Writing Code in a Natural Way with C++/CLI

Introduction

This article is based on a beta release and the content can be prone to changes. It is targeted to present some of the changes in the managed extensions for the C++ language, especially in the syntax of most important elements.

CLI, which stands for Common Language Infrastructure, is a multi-tiered architecture supporting a dynamic component programming model. It’s a specification on which the Microsoft .NET is based. The Microsoft implementation of the CLI is the CLR (the Common Language Runtime). The C++/CLI refers to a binding between C++ and CLI, that is meant to provide C++ support for the CLI. Visual C++ 2005 is the Microsoft implementation of the C++/CLI. C++/CLI is currently pending for standardization under European Computer Manufacturers Association (ECMA), since 2003, and the latest working draft was issued in August 2005 (and, according to Herb Sutter, it can become a standard in a short, with the final draft issued on October 11).

The language was designed to be the lowest-level language for the CLR, and on the other hand to ease the code writing, by making it as natural as C++. Nevertheless, it was intended to be used to write verifiable code that could, for instance, be hosted as an SQL stored procedure. The result was a more robust and developer-friendly language. The following addresses some issues that are most likely to arise when migrating from Managed C++ in .NET 7.x to C++/CLI in .NET 8.0.

Before going further, you should notice that this article assumes familiarity with Managed Extensions for C++. Also, on several occasions C# code is listed, but you should not face any problems understanding the code even if you are not familiar with this language.

Keywords

In MC++, you had to use a lot of Microsoft-specific keywords, such as __gc, __nogc, __value, __property, __abstract, __sealed, __box, __pin, and so forth. In C++/CLI, these still exist, but are obsolete and have been replaced by other keywords. There are two new categories (actually only the first are considered keywords):

  • spaced keywords: these are keywords that are actually formed by the use of two keywords separated by a white space. The following are spaced keywords:

    • enum class
    • enum struct
    • interface class
    • interface struct
    • ref class
    • value classs
    • ref struct
    • value struct
    • for each

    During the translation phase 4, a white-spaced keyword is replaced by a single token.

  • context-sensitive keywords: these are not actually keywords, but identifiers that bear a special meaning within a certain context. For instance, abstract and sealed have special meaning within a virtual function declaration.

Additional keywords added to C++/CLI are nullptr and gcnew.

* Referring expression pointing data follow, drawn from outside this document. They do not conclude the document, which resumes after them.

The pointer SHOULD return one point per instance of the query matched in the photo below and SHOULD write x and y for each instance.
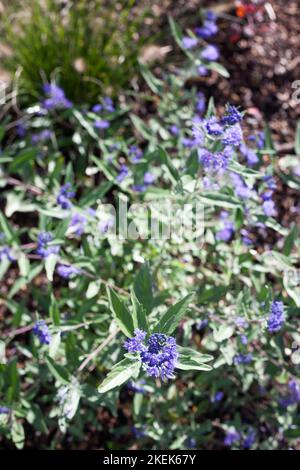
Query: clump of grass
(89, 47)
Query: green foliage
(90, 48)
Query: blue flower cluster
(209, 27)
(4, 410)
(42, 136)
(6, 253)
(56, 98)
(276, 317)
(242, 358)
(234, 437)
(65, 194)
(41, 330)
(226, 132)
(66, 271)
(293, 395)
(159, 354)
(106, 106)
(227, 230)
(43, 249)
(218, 396)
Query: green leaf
(194, 355)
(153, 83)
(6, 228)
(141, 127)
(119, 374)
(54, 311)
(290, 240)
(17, 434)
(297, 139)
(139, 313)
(85, 123)
(218, 199)
(50, 263)
(219, 68)
(176, 31)
(269, 146)
(185, 363)
(54, 345)
(24, 264)
(222, 333)
(244, 171)
(165, 159)
(60, 373)
(122, 315)
(170, 320)
(23, 157)
(143, 287)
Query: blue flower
(187, 142)
(202, 70)
(269, 208)
(244, 339)
(149, 178)
(188, 42)
(101, 124)
(198, 133)
(41, 330)
(214, 161)
(106, 224)
(270, 182)
(233, 135)
(232, 116)
(276, 317)
(67, 271)
(4, 410)
(64, 196)
(139, 433)
(249, 439)
(245, 237)
(210, 53)
(213, 127)
(206, 31)
(200, 102)
(159, 354)
(97, 108)
(190, 443)
(46, 134)
(108, 104)
(43, 249)
(174, 129)
(137, 386)
(6, 253)
(293, 395)
(78, 223)
(135, 344)
(56, 98)
(135, 153)
(249, 154)
(124, 172)
(231, 437)
(218, 396)
(227, 231)
(242, 359)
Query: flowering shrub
(194, 333)
(90, 46)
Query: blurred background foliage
(89, 47)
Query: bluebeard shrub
(187, 332)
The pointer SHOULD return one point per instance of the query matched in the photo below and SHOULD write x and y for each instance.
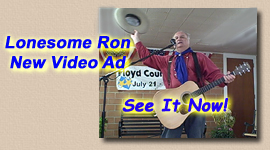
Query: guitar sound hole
(183, 109)
(186, 97)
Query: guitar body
(172, 119)
(177, 115)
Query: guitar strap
(169, 70)
(197, 67)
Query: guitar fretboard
(207, 87)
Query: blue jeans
(194, 127)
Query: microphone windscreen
(173, 41)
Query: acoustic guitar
(173, 119)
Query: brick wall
(115, 98)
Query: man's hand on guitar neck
(229, 77)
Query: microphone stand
(105, 78)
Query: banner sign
(139, 78)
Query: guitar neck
(207, 87)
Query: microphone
(173, 41)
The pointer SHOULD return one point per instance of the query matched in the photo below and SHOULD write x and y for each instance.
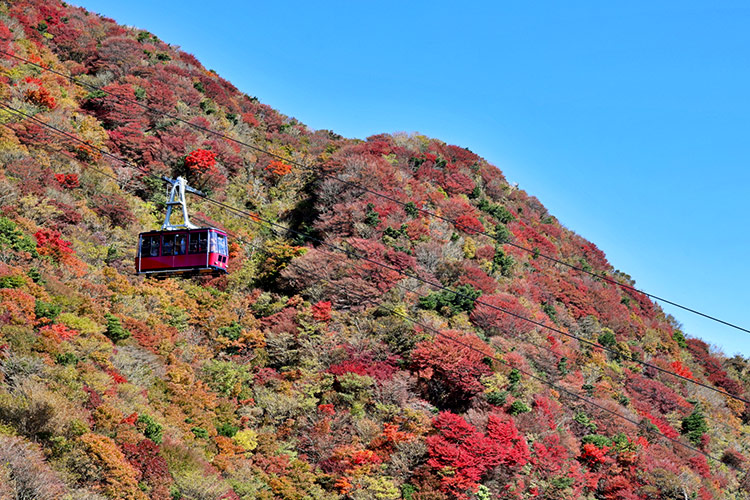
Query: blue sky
(630, 121)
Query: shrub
(247, 439)
(497, 398)
(503, 263)
(150, 428)
(372, 217)
(411, 210)
(29, 474)
(607, 338)
(694, 426)
(12, 238)
(450, 302)
(115, 331)
(225, 377)
(199, 432)
(12, 282)
(46, 310)
(518, 407)
(227, 430)
(451, 370)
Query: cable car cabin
(187, 251)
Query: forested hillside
(398, 321)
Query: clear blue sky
(630, 121)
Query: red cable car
(182, 248)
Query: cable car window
(155, 244)
(150, 246)
(222, 244)
(168, 246)
(180, 244)
(145, 246)
(198, 242)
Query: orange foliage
(278, 168)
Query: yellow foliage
(81, 323)
(247, 439)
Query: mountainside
(398, 321)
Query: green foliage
(518, 407)
(483, 493)
(411, 210)
(550, 311)
(11, 237)
(514, 377)
(372, 217)
(407, 491)
(225, 377)
(598, 440)
(46, 310)
(232, 332)
(679, 337)
(226, 429)
(199, 432)
(499, 212)
(450, 302)
(694, 425)
(585, 421)
(35, 276)
(150, 428)
(247, 439)
(395, 233)
(114, 330)
(13, 281)
(502, 262)
(81, 323)
(562, 482)
(497, 398)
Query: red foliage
(592, 455)
(131, 419)
(716, 373)
(549, 455)
(469, 224)
(529, 237)
(200, 161)
(653, 393)
(662, 425)
(458, 183)
(40, 97)
(474, 276)
(458, 447)
(68, 181)
(322, 311)
(49, 242)
(58, 332)
(700, 465)
(364, 364)
(16, 307)
(278, 168)
(681, 369)
(451, 369)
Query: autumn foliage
(361, 348)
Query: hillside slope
(362, 346)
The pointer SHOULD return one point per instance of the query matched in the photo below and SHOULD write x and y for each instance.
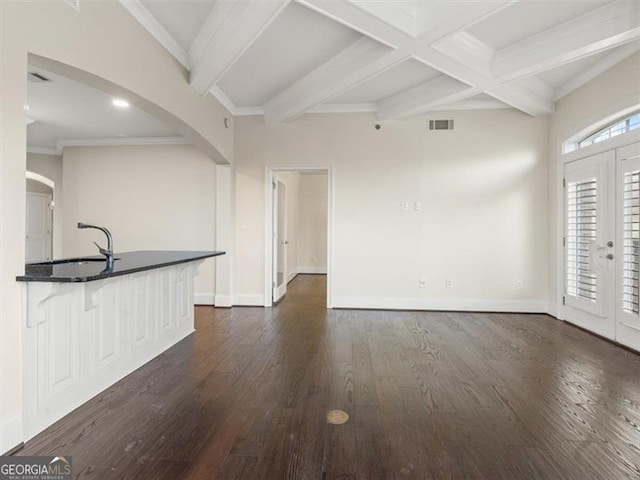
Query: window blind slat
(582, 198)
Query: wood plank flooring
(430, 395)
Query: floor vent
(440, 124)
(36, 77)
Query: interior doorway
(39, 221)
(602, 244)
(298, 227)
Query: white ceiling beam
(440, 91)
(398, 14)
(592, 72)
(524, 99)
(229, 30)
(436, 20)
(364, 59)
(328, 82)
(147, 20)
(607, 27)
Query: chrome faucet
(107, 252)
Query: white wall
(483, 223)
(312, 227)
(606, 94)
(50, 166)
(103, 39)
(149, 197)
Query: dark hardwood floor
(430, 395)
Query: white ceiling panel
(524, 19)
(64, 109)
(559, 76)
(284, 58)
(297, 42)
(182, 19)
(401, 77)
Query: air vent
(36, 77)
(440, 124)
(75, 4)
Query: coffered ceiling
(397, 58)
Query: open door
(279, 241)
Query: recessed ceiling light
(120, 103)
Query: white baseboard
(552, 309)
(223, 301)
(313, 270)
(249, 300)
(11, 432)
(291, 276)
(203, 299)
(473, 305)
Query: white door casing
(279, 241)
(628, 246)
(602, 242)
(589, 229)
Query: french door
(601, 244)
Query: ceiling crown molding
(120, 141)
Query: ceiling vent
(36, 77)
(440, 124)
(75, 4)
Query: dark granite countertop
(95, 267)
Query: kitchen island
(90, 322)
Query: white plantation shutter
(582, 198)
(630, 241)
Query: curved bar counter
(89, 324)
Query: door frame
(49, 237)
(276, 289)
(270, 171)
(602, 147)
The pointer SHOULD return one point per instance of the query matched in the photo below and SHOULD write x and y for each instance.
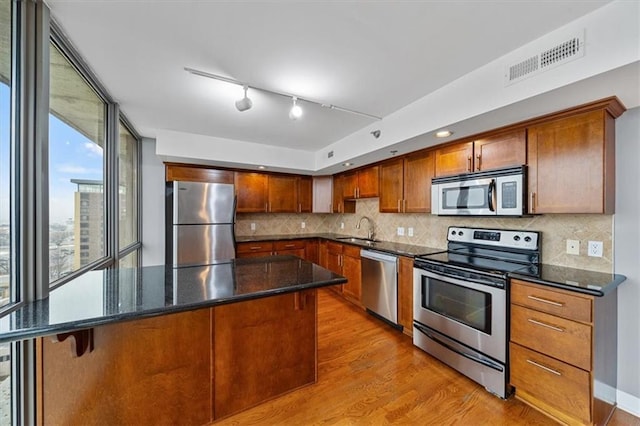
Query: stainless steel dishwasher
(380, 284)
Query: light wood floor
(371, 374)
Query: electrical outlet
(595, 248)
(573, 247)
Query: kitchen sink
(357, 240)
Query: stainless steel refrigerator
(203, 223)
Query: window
(127, 188)
(6, 227)
(76, 168)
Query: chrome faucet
(370, 231)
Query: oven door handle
(473, 357)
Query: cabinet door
(282, 194)
(352, 271)
(454, 159)
(405, 294)
(509, 149)
(391, 182)
(368, 184)
(251, 190)
(305, 194)
(571, 166)
(350, 186)
(418, 170)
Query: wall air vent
(568, 50)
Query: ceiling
(370, 56)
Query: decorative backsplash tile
(431, 231)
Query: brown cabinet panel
(566, 340)
(305, 194)
(148, 371)
(405, 294)
(257, 328)
(282, 194)
(552, 301)
(561, 388)
(251, 192)
(577, 152)
(391, 186)
(418, 170)
(454, 159)
(190, 173)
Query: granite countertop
(578, 280)
(399, 249)
(113, 295)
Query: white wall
(152, 175)
(627, 258)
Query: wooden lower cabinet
(185, 368)
(563, 352)
(405, 294)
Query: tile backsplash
(430, 231)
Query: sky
(71, 156)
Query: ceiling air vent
(568, 50)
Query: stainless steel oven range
(460, 300)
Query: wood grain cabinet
(405, 294)
(405, 183)
(563, 356)
(362, 183)
(493, 152)
(578, 151)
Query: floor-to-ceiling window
(77, 142)
(5, 201)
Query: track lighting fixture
(296, 111)
(244, 103)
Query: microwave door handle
(492, 186)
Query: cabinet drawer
(289, 245)
(554, 302)
(568, 341)
(254, 247)
(554, 383)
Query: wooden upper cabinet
(282, 194)
(454, 159)
(391, 186)
(191, 173)
(362, 183)
(419, 168)
(305, 194)
(572, 165)
(405, 183)
(504, 150)
(251, 192)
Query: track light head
(296, 110)
(244, 103)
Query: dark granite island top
(108, 296)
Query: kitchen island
(157, 345)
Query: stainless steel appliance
(379, 272)
(460, 300)
(203, 223)
(491, 193)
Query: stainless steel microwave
(491, 193)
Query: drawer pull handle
(544, 324)
(550, 302)
(545, 368)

By default, the use of old keywords raises the C4980 warning, which is always issued as an error (but can be turned of with the /wd compile option). If you still want or need to use the old syntax, you must use the /clr:oldSyntax command line option (instead of /clr).

Accessibility

In MC++, the access specifiers are the same from C++. These can be used in pairs, in which case the more restrictive one refers to the external access (from outside the assembly) and the more permissive one to the internal access (from within the assembly). The order of the two specifiers is not important. When only one access specifier is given, the effect is the same as using the specifier twice. The same applies to C++/CLI, which, to accommodate the notion of assemblies, has introduced several new specifiers (already familiar to the C# programmers). The additional specifiers are (according the standard working draft):

  • internal: name can be used in its parent assembly. This is referred to as assembly access.
  • public protected or protected public: name can be used in its parent assembly or by types derived from the containing class. This is referred to as family or assembly access.
  • private protected or protected private: name can be used only by types derived from the containing class within its parent assembly. This is referred to as family and assembly access.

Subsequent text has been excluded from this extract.